Instagram has evolved far beyond its original square photo format, adding Stories, direct messages, and Reels to remain competitive. Without these additions, Mosseri suggested, "we wouldn't be talking today" because Instagram would lack sufficient relevance.

The platform's internal metrics reveal constant competitive pressure. Teams regularly conduct "back tests" by withholding improvements from small user groups to measure their impact. These tests often show underlying headwinds of 5% every six months, meaning platforms must continuously innovate just to maintain current engagement levels.

Video content now dominates Instagram usage, despite being less efficient for advertising revenue. Mosseri explained that watching one video occupies time that could have been spent viewing multiple photos and their associated ads, reducing "monetization efficiency."

The AI Content Dilemma

Artificial intelligence presents Instagram's most complex near-term challenge. Mosseri expects AI to enable more creators to produce content while allowing non-creators to generate compelling material for the first time. However, this democratization comes with significant risks.

The platform already hosts entirely AI-generated creators that produce engaging content without human involvement. While efficient for Instagram's content needs, these synthetic personas threaten human creators' livelihoods and raise questions about authenticity.

Mosseri expressed concern about an explosion of AI-generated content potentially drowning out human voices. If content volume increases 10 to 100 times without corresponding engagement growth, average reach will decline dramatically, likely affecting human creators disproportionately.

"I haven't found a funny AI yet. I haven't found an AI that has said something that I thought was on the bleeding edge of what's interesting in culture right now," Mosseri observed, suggesting current AI content appeals mainly to "lowest common denominator" preferences.

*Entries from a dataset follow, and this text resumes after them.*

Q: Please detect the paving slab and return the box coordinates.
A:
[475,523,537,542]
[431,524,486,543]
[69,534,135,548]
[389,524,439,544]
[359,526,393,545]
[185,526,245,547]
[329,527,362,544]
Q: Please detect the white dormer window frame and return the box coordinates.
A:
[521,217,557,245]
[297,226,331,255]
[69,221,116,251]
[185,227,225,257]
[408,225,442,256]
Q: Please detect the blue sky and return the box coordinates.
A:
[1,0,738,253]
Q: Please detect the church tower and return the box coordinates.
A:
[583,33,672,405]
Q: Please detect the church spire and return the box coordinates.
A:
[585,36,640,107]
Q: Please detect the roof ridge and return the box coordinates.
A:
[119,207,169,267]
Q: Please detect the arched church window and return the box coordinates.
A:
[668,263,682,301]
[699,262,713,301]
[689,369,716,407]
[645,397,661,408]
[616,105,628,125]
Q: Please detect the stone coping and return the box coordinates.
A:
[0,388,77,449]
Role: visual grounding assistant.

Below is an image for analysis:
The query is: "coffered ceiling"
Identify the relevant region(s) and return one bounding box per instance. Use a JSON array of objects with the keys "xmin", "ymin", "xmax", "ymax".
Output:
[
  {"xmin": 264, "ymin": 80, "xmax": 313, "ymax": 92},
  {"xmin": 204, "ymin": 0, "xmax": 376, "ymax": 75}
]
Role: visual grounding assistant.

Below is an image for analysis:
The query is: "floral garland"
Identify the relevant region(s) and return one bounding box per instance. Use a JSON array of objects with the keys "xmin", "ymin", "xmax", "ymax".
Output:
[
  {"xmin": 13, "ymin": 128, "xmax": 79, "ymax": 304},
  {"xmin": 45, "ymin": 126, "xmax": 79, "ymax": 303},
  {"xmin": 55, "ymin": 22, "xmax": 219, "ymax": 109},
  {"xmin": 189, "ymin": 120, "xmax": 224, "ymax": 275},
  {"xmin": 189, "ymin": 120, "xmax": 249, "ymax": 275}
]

The CEO believes human creativity, taste, and cultural understanding remain irreplaceable advantages, even as AI capabilities expand. However, he acknowledged these distinctions may blur as technology advances.

Looking Ahead

Instagram's future depends heavily on navigating technological shifts while maintaining cultural relevance. Mosseri identified the next few years as critical for AI integration, but acknowledged greater uncertainty around hardware transitions, particularly the shift from smartphones to augmented reality glasses.

Meta's investment in AR technology through products like Ray-Ban smart glasses and the Orion prototype suggests Instagram will eventually adapt to new form factors. However, Mosseri admitted uncertainty about how content consumption might work in a glasses-first world.

The platform's success increasingly depends on remaining the "de facto home for most creators" while competing against YouTube's superior monetization and TikTok's discovery algorithms. With three billion monthly active users, Instagram has achieved massive scale, but Mosseri emphasized the existential risk of dropping from "tier one" to "tier two" cultural relevance.

As social media platforms navigate an era of rapid technological change and fierce competition, Instagram's ability to balance innovation with identity while supporting creator communities will determine whether it maintains its position at the center of digital culture or becomes another casualty of platform evolution.